Hi good day,
Can someone kindly explain how to test “Block User Enumeration” via the “forgot password” page on this form /my-account/lost-password/
I have enabled “Block User Enumeration” via these instructions:
https://docs.wp-fail2ban.com/en/latest/defines/constants/WP_FAIL2BAN_BLOCK_USER_ENUMERATION.html#wp-fail2ban-block-user-enumeration
The option is checked in the backend:
When I go to the “forgot password” page and enter random emails in the form I don’t see any of my failed attempts in the logs?
Is this normal or am I looking in the wrong location? The WordPress dashboard doesn’t log these? I have also looked in the log file located here:
/var/logs/fail2ban.log
Thanks in advance for any help you can provide.
http://forums.invis.net
[This post was written over several days. Apologies if it’s a little disjointed.]
TL;DR it’s technically not user enumeration so it’s not logged.
User enumeration started with blocking /?author=1, /?author=2, etc. Then it expanded to cover <oembed>, some other things I’ll cover when I write this up as a proper FAQ, and most recently, /wp-json/wp/v2/users. Basically, easy ways to enumerate users, rather than guess them.
I looked at catching failed password reset requests when I added logging for successful ones; I don’t remember the exact details now, but it wasn’t really possible. However, having looked at it again it can be done so I’ll add it to the next release I I’ve implemented it - it “just” needs more testing.
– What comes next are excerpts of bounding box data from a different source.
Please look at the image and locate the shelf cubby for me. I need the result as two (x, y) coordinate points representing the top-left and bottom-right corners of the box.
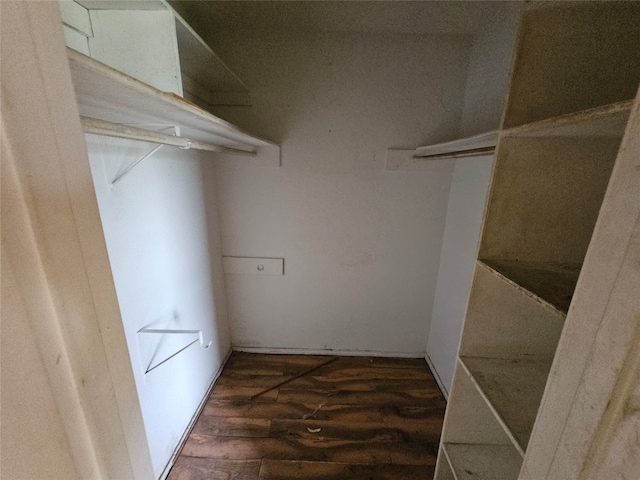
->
(460, 357), (551, 456)
(482, 260), (580, 314)
(435, 1), (640, 480)
(502, 100), (633, 137)
(503, 1), (640, 129)
(459, 261), (565, 360)
(442, 443), (522, 480)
And, after much consideration, I’ve decided to add it as a core feature, i.e. always enabled, with a new rule in the soft filter.
2 Likes
Hi thanks for the quick response.
How many failed attempts of the password reset does it take before the IP is banned?
Interesting I don’t know much about User enumeration. Glad you are here to help!
Thank you for all your hard work 
That depends on your fail2ban configuration. It’ll be treated the same way as a failed login which, essentially, is what it is.